Satellite images reveal huge amounts of methane leaking from U.S. oil fields
Oil and gas operations in the Permian Basin, the largest oil-producing area in the United States, are spewing more than twice the amount of methane emissions into the atmosphere than previously thought — enough wasted energy to power 7 million households in Texas for a year. That's the result of a new study by researchers at Harvard University and the Environmental Defense Fund.
The Permian Basin stretches across a 250-mile by 250-mile area of West Texas and southeastern New Mexico, and accounts for over a third of the crude oil and 10% of the natural gas in the U.S.
The study, published this week in the journal Science Advances, also found that the rate of leakage of methane gas makes up 3.7% of all the gas extracted in the basin, which is about 60% higher than the national average leakage rate. Methane is a potent greenhouse gas, and since the Permian Basin is so large, this excess waste is a significant contribution to our already warming climate.
"These are the highest emissions ever measured from a major U.S. oil and gas basin," said study co-author Dr. Steven Hamburg, chief scientist at the Environmental Defense Fund (EDF).
To map the methane emissions, the team employed a space-borne sensor on a European Space Agency satellite called the Tropospheric Monitoring Instrument (TROPOMI) from May 2018 to March 2019.
Since 2005, the rapid increase in oil and natural gas production in the United States has been driven primarily by hydraulic fracturing (also known as fracking) and horizontal drilling.
While some see the leaked methane gas as a big waste of natural resources, others are focused on the danger posed by methane. Methane is an extremely powerful heat-trapping greenhouse gas, much more potent than its more well-known counterpart, carbon dioxide (CO2).
There is 225 times less methane in the atmosphere than there is CO2, but because of its powerful heat-trapping qualities, methane is contributing about 25% of the current rate of global warming.
Since the Industrial Revolution, global methane concentrations have doubled due mostly to human activities like livestock farming, decay from landfills, and from burning fossil fuels.
"I am very concerned about increasing methane emissions," said Dr. Robert Howarth, a biogeochemist and expert on methane from Cornell University, who was not involved with the study. "Methane is 120 times more powerful than CO2 as a greenhouse gas, compared mass-to-mass for the time both gases are in the atmosphere," he explains.
According to Hamburg, the methane gas escaping the Permian Basin is so excessive that it has tripled the typical heating impact it would have otherwise had through burning the gas. Evidence of this massive leakage undercuts the case made by proponents of natural gas who tout its cleaner-burning qualities over that of its normally dirtier-burning cousin, coal.

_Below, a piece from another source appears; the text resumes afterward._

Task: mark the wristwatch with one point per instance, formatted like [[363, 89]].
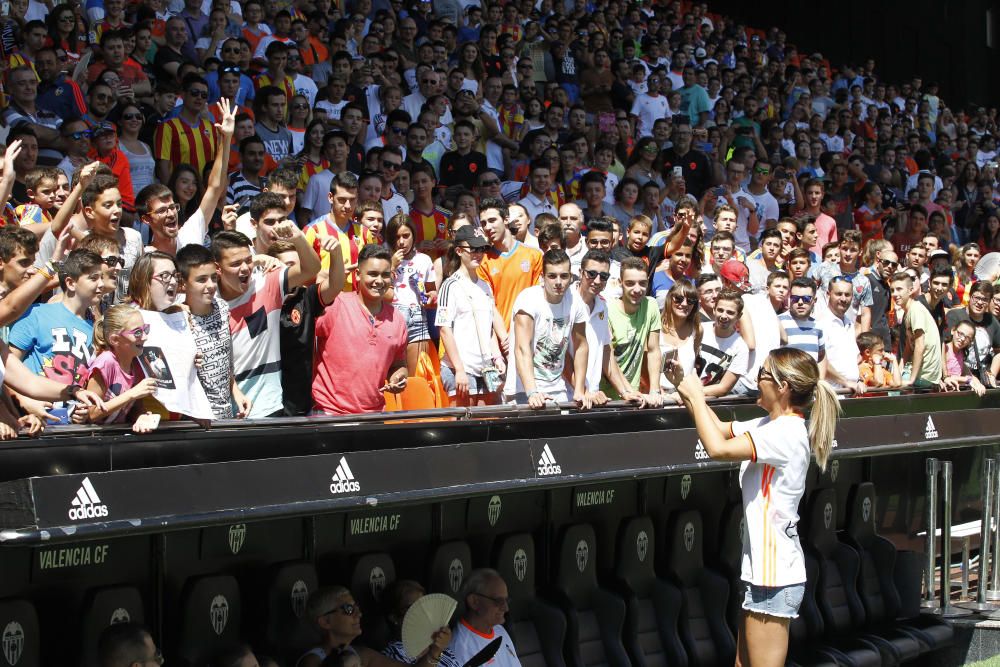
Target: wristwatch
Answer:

"The most up-to-date thinking is that for comparing coal and natural gas to generate electricity, gas is worse than coal if the methane emission rate is greater than 2.7%," said Howarth. However, this research found the Permian Basin's emission rate is higher than that — 3.7% of the gross gas extracted. Therefore, the leakage in the Permian Basin is so high it makes gas and oil emissions more intensive than even coal.
"After staying level for the first decade of the 21st century, methane emissions have been rising quickly over the past decade," said Howarth, "My research indicates that shale gas development in the U.S. is responsible for at least one-third of the total increase in these emissions globally."
The Harvard/EDF paper attributes the high methane leakage rate to extensive venting and flaring, resulting from insufficient infrastructure to process and transport natural gas.
On the other hand, the paper concludes, the higher-than-average leakage rate in the Permian Basin implies an opportunity to reduce methane emissions through better design, more effective management, regulation and infrastructure development.
But over the past few years, regulations on fossil fuels have gone in the opposite direction. "Trump's EPA has proposed to substantially weaken or even eliminate regulations, adopted during the Obama administration, to control methane emissions from oil and gas facilities," said Romany Webb, a senior fellow at the Sabin Center for Climate Change Law at Columbia Law School.
Webb says the Texas Railroad Commission — the state's oil and gas regulator — has its own rules controlling venting and flaring. Venting and flaring is permitted up to 10 days after completion of well drilling; after that operators can apply for an exemption from the commission. "Recently, the number of exemptions granted by the commission has increased dramatically, leading to concerns that it is simply acting as a rubber stamp," said Webb.
"To detect emissions takes sophisticated approaches and highly trained personnel," Howarth said. "To date, the best any government has done is to come up with regulations that rely on industry self-reporting. I find that rather useless."
If the world has any hope of meeting the target for reducing emissions outlined in the Paris climate agreement, reducing CO2 cannot accomplish this alone — the climate responds far more quickly to methane, explains Howarth. To keep the level of warming below the international goal of 2 degrees Celsius and prevent the most catastrophic impacts of climate change, controlling methane leakage is essential. Without it, humanity is bound to fall short.